Hagler’s wife Kay shared the news via her husband’s Facebook fan club page. “I am sorry to make a very sad announcement,” she wrote. “Today unfortunately my beloved husband Marvelous Marvin passed away unexpectedly at his home here in New Hampshire. Our family requests that you respect our privacy during this difficult time.”
Born on May 23, 1954 in Newark, New Jersey, Hagler was one of the greatest boxers during a golden era for the sport. From 1973 to 1987, Hagler, standing 5’9,” competed in 67 boxing matches, winning 62 of them and 52 by knockout. It took six years and 50 bouts for the talented southpaw to earn a shot at the World Boxing Association’s middleweight belt. His first attempt to earn the title was in 1979 against Italian Vito Antuofermo. Although Hagler thought he won the match, it ended in a draw.
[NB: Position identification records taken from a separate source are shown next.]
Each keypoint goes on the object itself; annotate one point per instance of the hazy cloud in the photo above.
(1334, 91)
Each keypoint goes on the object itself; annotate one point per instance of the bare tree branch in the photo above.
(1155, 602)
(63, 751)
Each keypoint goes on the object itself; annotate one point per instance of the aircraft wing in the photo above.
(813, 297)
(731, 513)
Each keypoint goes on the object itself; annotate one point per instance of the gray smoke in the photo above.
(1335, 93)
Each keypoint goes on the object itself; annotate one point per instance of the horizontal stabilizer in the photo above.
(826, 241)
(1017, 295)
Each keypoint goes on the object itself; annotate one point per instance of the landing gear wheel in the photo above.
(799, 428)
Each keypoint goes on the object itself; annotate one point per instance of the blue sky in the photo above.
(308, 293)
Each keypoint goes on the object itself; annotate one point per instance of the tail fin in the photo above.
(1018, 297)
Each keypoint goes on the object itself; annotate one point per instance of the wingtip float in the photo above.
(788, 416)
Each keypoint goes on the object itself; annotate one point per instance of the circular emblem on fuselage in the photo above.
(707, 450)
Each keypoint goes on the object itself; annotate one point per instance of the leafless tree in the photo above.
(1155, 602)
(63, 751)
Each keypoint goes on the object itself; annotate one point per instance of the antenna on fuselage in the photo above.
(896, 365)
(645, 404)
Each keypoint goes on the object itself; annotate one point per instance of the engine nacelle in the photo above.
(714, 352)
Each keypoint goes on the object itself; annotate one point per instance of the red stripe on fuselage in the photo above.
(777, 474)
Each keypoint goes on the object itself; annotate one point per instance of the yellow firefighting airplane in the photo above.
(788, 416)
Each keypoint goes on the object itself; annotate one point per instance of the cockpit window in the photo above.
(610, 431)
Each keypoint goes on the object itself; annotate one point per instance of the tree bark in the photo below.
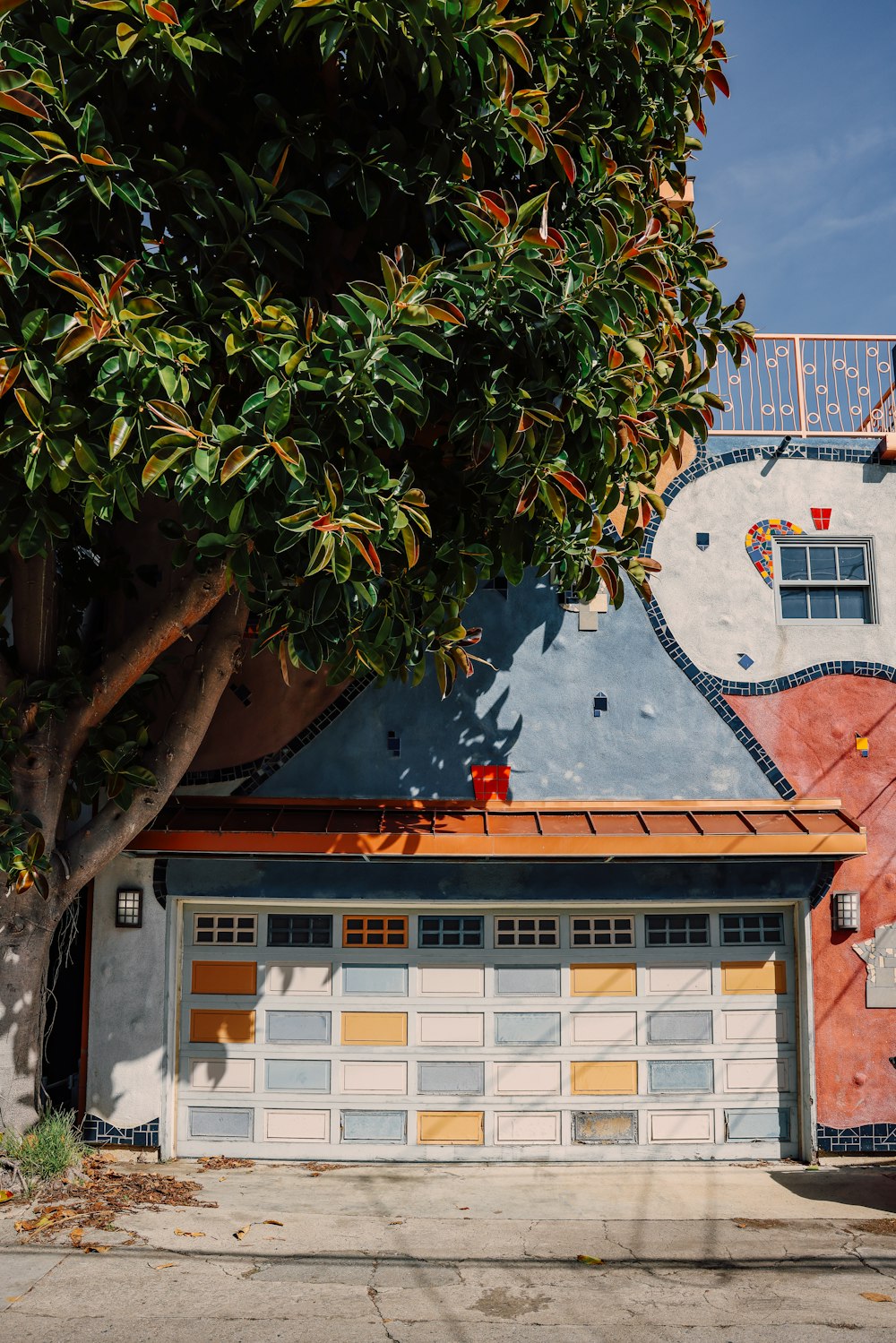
(27, 925)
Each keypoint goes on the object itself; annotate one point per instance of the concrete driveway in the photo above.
(477, 1254)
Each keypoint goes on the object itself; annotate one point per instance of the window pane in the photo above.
(853, 603)
(793, 562)
(793, 605)
(823, 562)
(823, 603)
(852, 562)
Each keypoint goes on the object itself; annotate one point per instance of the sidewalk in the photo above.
(477, 1254)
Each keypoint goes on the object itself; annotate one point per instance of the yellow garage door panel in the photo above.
(603, 981)
(223, 977)
(605, 1079)
(218, 1026)
(754, 977)
(375, 1028)
(450, 1125)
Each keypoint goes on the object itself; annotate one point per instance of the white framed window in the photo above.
(527, 933)
(225, 930)
(753, 930)
(600, 933)
(677, 930)
(831, 581)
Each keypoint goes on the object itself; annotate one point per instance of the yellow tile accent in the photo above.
(602, 981)
(375, 1028)
(460, 1127)
(754, 977)
(223, 977)
(618, 1077)
(218, 1026)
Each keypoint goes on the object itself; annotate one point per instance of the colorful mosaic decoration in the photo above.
(758, 541)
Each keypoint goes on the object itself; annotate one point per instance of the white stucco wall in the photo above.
(125, 1049)
(718, 605)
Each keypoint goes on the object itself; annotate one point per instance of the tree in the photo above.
(349, 304)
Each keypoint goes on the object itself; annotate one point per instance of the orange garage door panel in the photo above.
(218, 1026)
(458, 1127)
(223, 977)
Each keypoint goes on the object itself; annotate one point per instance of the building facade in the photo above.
(626, 895)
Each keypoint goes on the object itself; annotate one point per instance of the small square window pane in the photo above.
(823, 563)
(794, 605)
(823, 603)
(793, 562)
(853, 603)
(852, 563)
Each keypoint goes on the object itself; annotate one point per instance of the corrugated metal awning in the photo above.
(556, 831)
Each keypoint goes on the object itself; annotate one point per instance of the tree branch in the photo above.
(179, 613)
(110, 831)
(34, 611)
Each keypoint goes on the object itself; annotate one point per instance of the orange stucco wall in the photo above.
(810, 731)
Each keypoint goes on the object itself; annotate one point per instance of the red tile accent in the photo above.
(490, 782)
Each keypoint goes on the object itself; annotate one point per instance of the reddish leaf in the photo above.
(24, 104)
(573, 484)
(527, 495)
(163, 13)
(445, 312)
(565, 163)
(8, 374)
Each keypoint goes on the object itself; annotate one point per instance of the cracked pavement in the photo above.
(707, 1253)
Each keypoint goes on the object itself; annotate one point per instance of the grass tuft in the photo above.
(48, 1149)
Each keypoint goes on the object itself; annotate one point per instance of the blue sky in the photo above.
(799, 169)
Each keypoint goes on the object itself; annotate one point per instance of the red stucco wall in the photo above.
(810, 731)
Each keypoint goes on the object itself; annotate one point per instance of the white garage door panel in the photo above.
(563, 1052)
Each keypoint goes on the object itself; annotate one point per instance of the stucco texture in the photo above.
(812, 734)
(532, 710)
(715, 600)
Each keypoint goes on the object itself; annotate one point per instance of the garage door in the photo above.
(426, 1034)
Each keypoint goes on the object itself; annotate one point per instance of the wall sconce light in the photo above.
(129, 908)
(845, 911)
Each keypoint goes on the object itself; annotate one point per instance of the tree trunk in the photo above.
(27, 925)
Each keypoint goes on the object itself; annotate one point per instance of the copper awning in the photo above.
(645, 831)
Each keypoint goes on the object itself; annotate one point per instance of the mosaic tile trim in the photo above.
(96, 1130)
(254, 772)
(758, 541)
(866, 1138)
(715, 689)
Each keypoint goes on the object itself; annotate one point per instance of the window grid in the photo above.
(825, 581)
(677, 930)
(225, 930)
(374, 931)
(300, 930)
(600, 933)
(527, 933)
(753, 930)
(449, 931)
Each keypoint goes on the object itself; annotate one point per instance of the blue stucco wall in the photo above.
(532, 710)
(336, 880)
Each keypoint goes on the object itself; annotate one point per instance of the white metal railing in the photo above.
(809, 385)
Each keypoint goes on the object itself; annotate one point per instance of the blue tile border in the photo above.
(99, 1131)
(879, 1139)
(713, 688)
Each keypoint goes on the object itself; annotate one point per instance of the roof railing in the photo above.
(809, 387)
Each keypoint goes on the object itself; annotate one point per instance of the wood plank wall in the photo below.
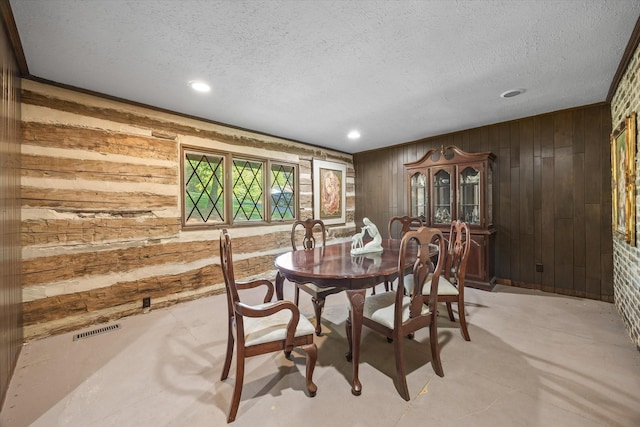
(10, 289)
(101, 226)
(552, 196)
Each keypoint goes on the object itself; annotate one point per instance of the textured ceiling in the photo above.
(313, 70)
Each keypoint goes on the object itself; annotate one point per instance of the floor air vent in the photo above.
(93, 332)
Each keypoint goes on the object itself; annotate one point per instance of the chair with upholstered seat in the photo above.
(398, 314)
(307, 241)
(262, 328)
(398, 227)
(451, 286)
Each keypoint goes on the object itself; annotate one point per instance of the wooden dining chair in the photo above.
(262, 328)
(398, 227)
(307, 241)
(451, 286)
(398, 314)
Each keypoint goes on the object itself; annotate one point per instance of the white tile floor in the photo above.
(535, 359)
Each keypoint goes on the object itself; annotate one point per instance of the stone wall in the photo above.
(626, 258)
(101, 209)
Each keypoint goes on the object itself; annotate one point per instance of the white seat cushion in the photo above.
(381, 307)
(258, 330)
(445, 287)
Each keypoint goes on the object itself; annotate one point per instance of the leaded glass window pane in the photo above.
(283, 197)
(248, 198)
(204, 189)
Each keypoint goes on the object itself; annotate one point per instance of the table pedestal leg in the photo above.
(356, 299)
(279, 284)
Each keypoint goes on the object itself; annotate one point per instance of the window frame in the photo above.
(227, 185)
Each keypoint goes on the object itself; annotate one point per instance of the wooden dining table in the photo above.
(334, 266)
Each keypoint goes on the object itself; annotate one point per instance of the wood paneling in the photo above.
(11, 331)
(552, 201)
(101, 224)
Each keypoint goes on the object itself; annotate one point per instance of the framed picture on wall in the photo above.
(329, 191)
(623, 163)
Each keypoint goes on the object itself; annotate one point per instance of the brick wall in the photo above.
(626, 258)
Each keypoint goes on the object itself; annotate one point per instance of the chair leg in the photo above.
(401, 379)
(312, 356)
(463, 322)
(318, 305)
(435, 347)
(237, 388)
(229, 356)
(450, 311)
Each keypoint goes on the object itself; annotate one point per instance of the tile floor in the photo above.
(535, 359)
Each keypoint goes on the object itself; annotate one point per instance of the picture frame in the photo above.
(623, 178)
(329, 191)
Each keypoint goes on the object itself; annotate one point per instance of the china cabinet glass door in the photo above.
(442, 212)
(490, 195)
(469, 196)
(419, 197)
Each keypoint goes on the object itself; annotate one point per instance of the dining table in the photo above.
(334, 266)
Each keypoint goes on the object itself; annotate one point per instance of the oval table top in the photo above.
(334, 265)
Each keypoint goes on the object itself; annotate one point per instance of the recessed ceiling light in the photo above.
(199, 86)
(511, 93)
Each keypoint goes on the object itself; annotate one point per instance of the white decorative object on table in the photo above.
(375, 245)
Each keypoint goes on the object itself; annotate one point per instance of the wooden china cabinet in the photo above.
(447, 184)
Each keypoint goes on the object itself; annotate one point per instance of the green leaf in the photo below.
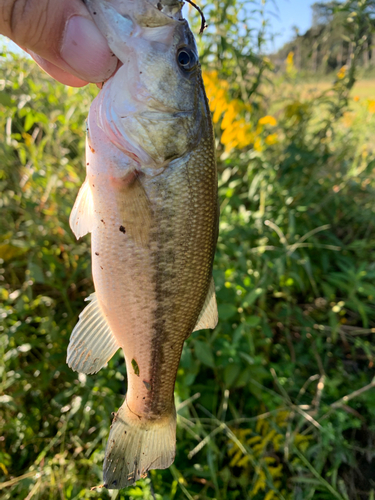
(226, 311)
(203, 352)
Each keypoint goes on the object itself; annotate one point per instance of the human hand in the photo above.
(61, 37)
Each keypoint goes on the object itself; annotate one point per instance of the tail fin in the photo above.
(135, 446)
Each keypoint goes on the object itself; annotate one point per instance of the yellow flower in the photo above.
(371, 106)
(268, 120)
(271, 139)
(258, 144)
(290, 62)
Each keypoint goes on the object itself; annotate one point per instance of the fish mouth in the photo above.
(171, 8)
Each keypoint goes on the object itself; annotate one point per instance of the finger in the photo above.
(57, 73)
(61, 32)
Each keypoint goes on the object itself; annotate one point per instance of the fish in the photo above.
(150, 202)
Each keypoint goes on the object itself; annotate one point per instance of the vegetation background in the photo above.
(278, 402)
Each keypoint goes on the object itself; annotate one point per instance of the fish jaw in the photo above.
(150, 87)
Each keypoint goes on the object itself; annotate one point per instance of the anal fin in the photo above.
(92, 343)
(208, 317)
(81, 217)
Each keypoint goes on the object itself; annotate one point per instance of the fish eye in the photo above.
(186, 58)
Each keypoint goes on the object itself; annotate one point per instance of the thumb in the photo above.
(61, 36)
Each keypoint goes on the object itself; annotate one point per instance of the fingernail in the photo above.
(86, 50)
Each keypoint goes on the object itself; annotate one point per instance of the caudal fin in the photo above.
(136, 445)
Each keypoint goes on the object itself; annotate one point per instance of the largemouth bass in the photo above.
(150, 203)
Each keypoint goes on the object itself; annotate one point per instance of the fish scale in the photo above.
(150, 204)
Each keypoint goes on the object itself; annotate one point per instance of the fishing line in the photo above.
(203, 21)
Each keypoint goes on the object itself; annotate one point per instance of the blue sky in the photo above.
(286, 14)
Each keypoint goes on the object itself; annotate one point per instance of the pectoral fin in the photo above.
(135, 210)
(92, 343)
(208, 317)
(81, 217)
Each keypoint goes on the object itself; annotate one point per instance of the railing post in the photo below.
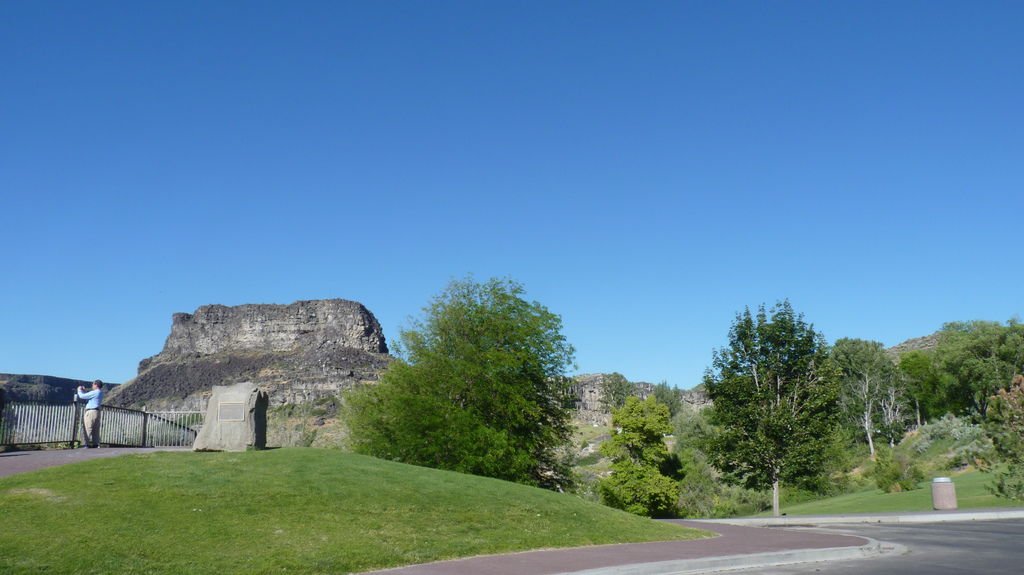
(74, 425)
(145, 422)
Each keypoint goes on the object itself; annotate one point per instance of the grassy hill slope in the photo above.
(295, 511)
(971, 493)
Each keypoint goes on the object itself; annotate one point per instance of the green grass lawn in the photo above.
(971, 493)
(283, 511)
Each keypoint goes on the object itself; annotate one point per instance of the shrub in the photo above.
(895, 473)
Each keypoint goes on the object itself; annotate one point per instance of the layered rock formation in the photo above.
(300, 352)
(588, 397)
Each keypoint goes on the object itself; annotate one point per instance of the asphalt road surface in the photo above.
(994, 547)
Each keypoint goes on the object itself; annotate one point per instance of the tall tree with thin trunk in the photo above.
(866, 369)
(775, 395)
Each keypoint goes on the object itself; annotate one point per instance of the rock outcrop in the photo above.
(587, 397)
(927, 343)
(300, 352)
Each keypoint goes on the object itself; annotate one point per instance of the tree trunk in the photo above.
(774, 498)
(867, 431)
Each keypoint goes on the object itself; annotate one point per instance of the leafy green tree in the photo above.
(775, 394)
(1005, 425)
(638, 454)
(864, 366)
(670, 397)
(924, 385)
(981, 358)
(479, 388)
(614, 390)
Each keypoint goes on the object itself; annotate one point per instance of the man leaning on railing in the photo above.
(90, 419)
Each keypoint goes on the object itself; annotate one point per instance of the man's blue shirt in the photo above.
(94, 398)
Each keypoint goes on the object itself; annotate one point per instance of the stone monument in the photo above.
(236, 419)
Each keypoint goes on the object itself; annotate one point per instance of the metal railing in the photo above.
(31, 423)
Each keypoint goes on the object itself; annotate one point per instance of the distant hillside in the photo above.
(927, 343)
(40, 388)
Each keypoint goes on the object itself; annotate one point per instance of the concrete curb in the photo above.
(918, 518)
(730, 563)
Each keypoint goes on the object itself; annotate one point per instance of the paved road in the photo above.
(742, 545)
(990, 547)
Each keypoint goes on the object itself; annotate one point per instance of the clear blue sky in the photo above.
(645, 169)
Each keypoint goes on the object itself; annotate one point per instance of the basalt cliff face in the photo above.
(301, 353)
(588, 396)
In 1980, Hagler’s quest for a title continued. He defeated Algerian boxer Loucif Hamani by pummeling him to the ground in the second round. Two months later, Hagler knocked out Bobby Watts in the second round. The next month, he fought Mexican Marcos Geraldo and won by unanimous decision.
On September 27, 1980 after seven years as a professional boxer and 51 fights (with only two losses) to his name, Hagler beat Alan “Boom Boom” Minter at Wembley Arena in London. The bout ended in the third round after Hagler punched open several cuts on Minter’s face. The referee stopped the fight and Minter’s manager agreed his fighter could not continue. At age 26, Hagler was a champion.
For seven consecutive years, Hagler held onto the WBA middleweight title. In 1983, shortly after he changed his first name to his moniker Marvelous, he nabbed the inaugural International Boxing Federation (IBF) belt by knockout in four rounds against Wilford Scypion.
Hagler defended his title 12 times before he faced Sugar Ray Leonard on April 6, 1987 at Caesar’s Palace in Las Vegas, Nevada. The folkloric fight lasted 12 rounds and ended in a split decision with Leonard being named the victor. Many boxing fans still believe the winner of the matchup is debatable. Hagler would retire a year later to pursue acting in Italy.
After dominating for nearly a decade, Hagler was inducted into the International Boxing Hall of Fame in 1993, and is widely considered to be pound-for-pound one of the greatest middleweight boxers to compete in his era. He is survived by his wife and his five children.